06:28 emersion: the GPU would read zeros on out of bounds access with robustness?
06:28 DemiMarie: Will compositors turn that on?
06:28 emersion: maybe accessing other buffers by chance is still possible though
06:29 DemiMarie: That's my concern indeed.
06:29 emersion: clients wouldn't be able to extract the data though
06:29 DemiMarie: Still an issue in Qubes OS as it allows spoofing
06:29 emersion: well if you don't turn it on it's GPU reset
06:30 DemiMarie: Can I expect that all compositors will, in fact, use it?
06:31 DemiMarie: If GPU buffer accesses are bounds-checked at runtime then import-time validation is far less important.

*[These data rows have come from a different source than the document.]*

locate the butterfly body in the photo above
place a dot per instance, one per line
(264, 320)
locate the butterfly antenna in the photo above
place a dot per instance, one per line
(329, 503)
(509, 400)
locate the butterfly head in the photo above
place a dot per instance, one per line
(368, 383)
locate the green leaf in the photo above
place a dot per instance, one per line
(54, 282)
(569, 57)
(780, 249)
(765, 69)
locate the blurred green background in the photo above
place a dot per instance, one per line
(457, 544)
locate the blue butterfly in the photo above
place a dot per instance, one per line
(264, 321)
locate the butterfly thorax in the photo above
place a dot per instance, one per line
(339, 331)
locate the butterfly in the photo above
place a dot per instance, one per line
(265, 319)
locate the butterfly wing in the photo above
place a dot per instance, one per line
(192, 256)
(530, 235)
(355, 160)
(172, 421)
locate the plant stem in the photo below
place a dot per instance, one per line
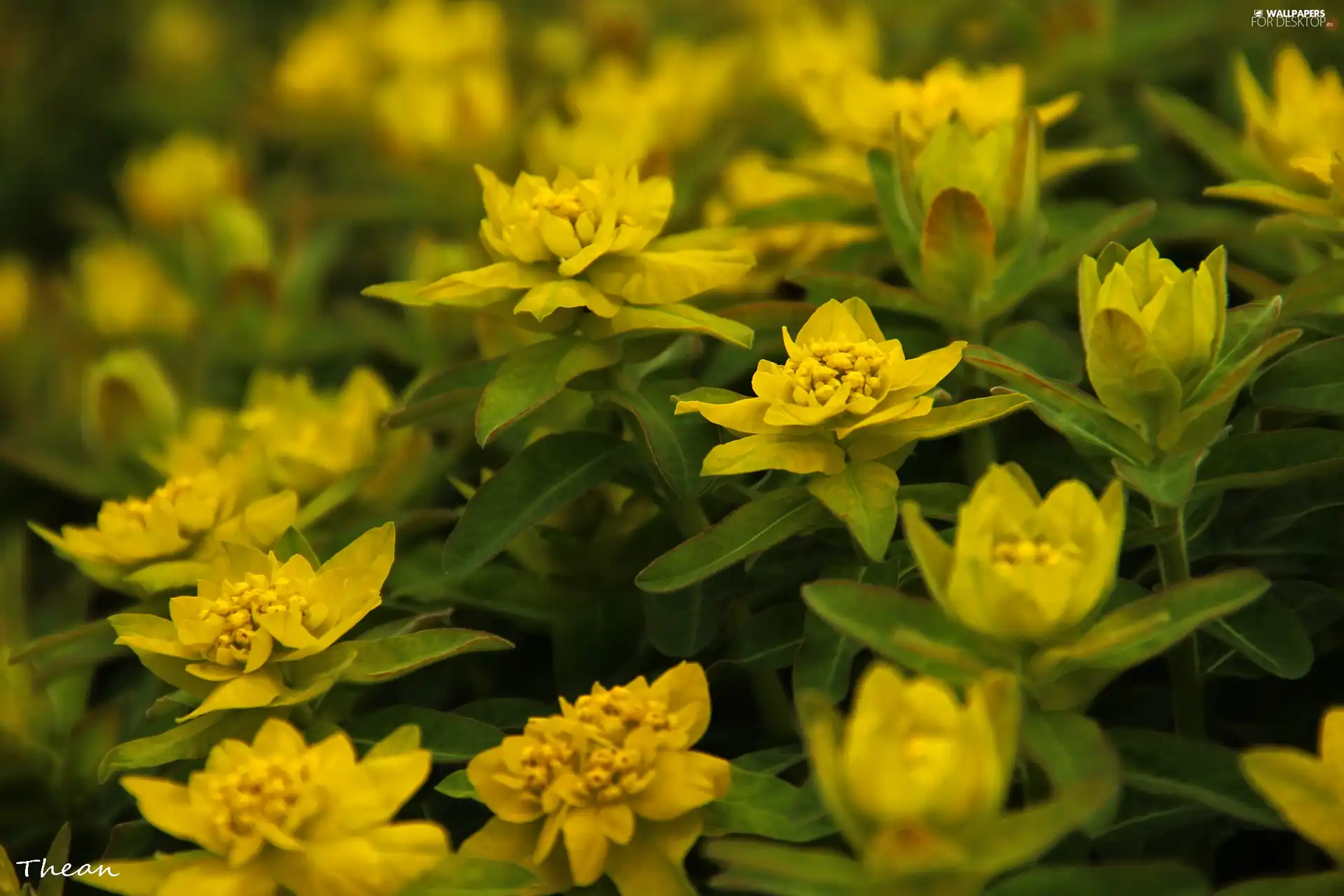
(772, 701)
(1182, 660)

06:31 emersion: I don't know of a compositor that enables it but I haven't checked in detail
06:32 DemiMarie: I do know that the Vulkan specification prohibits any security vulnerabilities here.
06:32 DemiMarie: If the compositor uses Vulkan.
06:33 DemiMarie: Should I make a defensive copy into buffers I allocate?
06:35 DemiMarie: I'm actually surprised that robustBufferAccess isn't turned on. Maybe I need to do some tests.
13:48 jfalempe: tzimmermann: thanks for your drm_client setup series. That means I would able to call a drm_log_client_setup() from drm_client_setup() ? So we can choose on the kernel command line between fbdev emulation and drm_log ?
14:09 tzimmermann: jfalempe, yes.
14:10 tzimmermann: IMHO we should later provide kconfig options to enable each client, and an option of selecting a default
15:59 DemiMarie: emersion: I wonder if the kernel should provide a generic validation ioctl.
16:00 DemiMarie: What about requiring future additions to drm_fourcc.h to include enough information?
16:00 DemiMarie:considers forcing a copy to LINEAR at each end
16:03 Company: (nvidia doesn't support LINEAR afaik)
16:04 karolherbst: nvidia supports rendering to linear, just not if there is a depth buffer attached
16:16 DemiMarie: I was actually thinking of just using a copy command.
16:19 DemiMarie: How likely are things to break if I only advertise LINEAR and then disconnect any client that tries to use something that is not LINEAR?
16:20 zamundaaa[m]: karolherbst: only with Vulkan
16:20 zamundaaa[m]: Rendering to linear with OpenGL does not work
16:22 karolherbst: ohh, I see
16:22 karolherbst: I was talking from a hardware perspective here
16:31 DemiMarie: zamundaaa: can you copy to linear?
16:31 zamundaaa[m]: No
16:31 zamundaaa[m]: The driver may do it internally in EGL afaik
16:32 zamundaaa[m]: But clients that import dmabufs to render to them can't do the same
16:32 DemiMarie: Is this with Nvidia proprietary driver or the open drivers?
16:32 zamundaaa[m]: Proprietary
16:32 DemiMarie: What about Nouveau?
16:33 karolherbst: I think nvk has a workaround for that
16:33 DemiMarie: In Qubes OS proprietary drivers won’t be supported.
16:33 karolherbst: but the gl driver will also not allow this to happen
16:33 zamundaaa[m]: Afaik Mesa works around this
16:33 karolherbst: somewhat yes
16:33 karolherbst: but you can make it run into the issue if you try hard enough
16:34 DemiMarie: The reason for the restriction is that I need to be able to validate all buffer imports.
16:34 karolherbst: but as long as you don't have a linear depth buffer, nouveau should be fine to render to linear
16:35 DemiMarie: I know how to validate linear, but not nonlinear modifiers.
16:36 DemiMarie: Does Mesa validate imported buffers in any way?